Remove any data not in the interval $[x_l, x_u].$ Let the ordered remaining values be $X_1 \le X_2 \le X_n.$ Set $X_0 = x_l$ and $X_{n+1} = x_u.$

Sample uniformly within $[x_l, x_u],$ producing a batch of values $U_1, U_2, \ldots, U_N$. Randomly replace each $U_i$ with one of the two neighboring values $X_{j(i)} \le U_i \le X_{j(i)+1}$ by selecting the larger with probability proportional to $U_i - X_{j(i)}.$

This is equivalent to putting each $X_i$ into its own bin with boundaries erected halfway between it and its nearest neighbors and sampling the $X_i$ with probabilities proportional to these bin widths. It minimizes the Kolmogorov-Smirnov distance between this distribution and the uniform distribution on $[x_l, x_u].$

Here is an example where there are $n=33$ data values in the interval $[1,3]$ and a random sample of $N=1000$ values has been created.

Figure

The left panel shows "rug plots" of the data and their sample, with vertical jittering to help resolve overlaps. You can see the $U_i$ are taken from the set of values of the $X_j.$

The middle and right panels graph the empirical cumulative distribution functions (ecdfs) of the data and the sample, respectively.
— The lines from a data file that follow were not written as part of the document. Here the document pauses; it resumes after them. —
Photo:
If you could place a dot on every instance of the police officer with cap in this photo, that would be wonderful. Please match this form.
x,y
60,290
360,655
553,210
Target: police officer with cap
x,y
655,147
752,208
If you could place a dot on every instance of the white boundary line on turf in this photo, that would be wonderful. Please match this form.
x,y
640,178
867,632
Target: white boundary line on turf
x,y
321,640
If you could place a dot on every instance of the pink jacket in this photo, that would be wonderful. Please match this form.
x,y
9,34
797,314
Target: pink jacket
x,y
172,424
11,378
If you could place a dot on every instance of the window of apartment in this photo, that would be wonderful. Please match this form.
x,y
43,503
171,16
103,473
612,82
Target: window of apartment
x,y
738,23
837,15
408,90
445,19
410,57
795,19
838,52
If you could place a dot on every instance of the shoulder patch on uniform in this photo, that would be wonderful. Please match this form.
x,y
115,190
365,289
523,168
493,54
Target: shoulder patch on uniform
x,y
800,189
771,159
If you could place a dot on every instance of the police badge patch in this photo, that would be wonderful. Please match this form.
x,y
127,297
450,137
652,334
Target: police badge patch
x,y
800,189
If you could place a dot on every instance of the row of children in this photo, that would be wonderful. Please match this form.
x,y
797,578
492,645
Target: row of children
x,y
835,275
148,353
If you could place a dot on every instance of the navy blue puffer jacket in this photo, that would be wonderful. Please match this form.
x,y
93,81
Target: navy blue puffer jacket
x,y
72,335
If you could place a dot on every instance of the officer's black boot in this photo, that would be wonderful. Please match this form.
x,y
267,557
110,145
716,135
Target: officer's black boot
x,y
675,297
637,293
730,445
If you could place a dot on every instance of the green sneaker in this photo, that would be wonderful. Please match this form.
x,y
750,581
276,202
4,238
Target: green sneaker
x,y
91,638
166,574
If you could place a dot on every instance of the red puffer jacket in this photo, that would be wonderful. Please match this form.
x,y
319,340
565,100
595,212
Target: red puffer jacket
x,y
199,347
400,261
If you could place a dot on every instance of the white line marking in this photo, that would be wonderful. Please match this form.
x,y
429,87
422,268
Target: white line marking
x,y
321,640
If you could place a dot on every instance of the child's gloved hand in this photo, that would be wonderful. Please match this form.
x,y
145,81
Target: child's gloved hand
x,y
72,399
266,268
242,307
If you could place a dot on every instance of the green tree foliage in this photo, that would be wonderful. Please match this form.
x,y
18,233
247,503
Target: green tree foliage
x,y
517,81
For reference, as black curves, are the truncated Normal distribution from which the data were sampled (middle) and the uniform distribution on the interval $[1,3]$ (right).

An R implementation of this method is given by the function ru. Its arguments are the sample size n, the data x, and the interval $[x_l,x_u]$ as an array bounds. (It expands this interval if needed to accommodate all the values in x.) Its output is the array of $U_i.$

It is reasonably efficient, requiring $O(N+n)$ storage and $O((N+n)\log(N+n))$ time.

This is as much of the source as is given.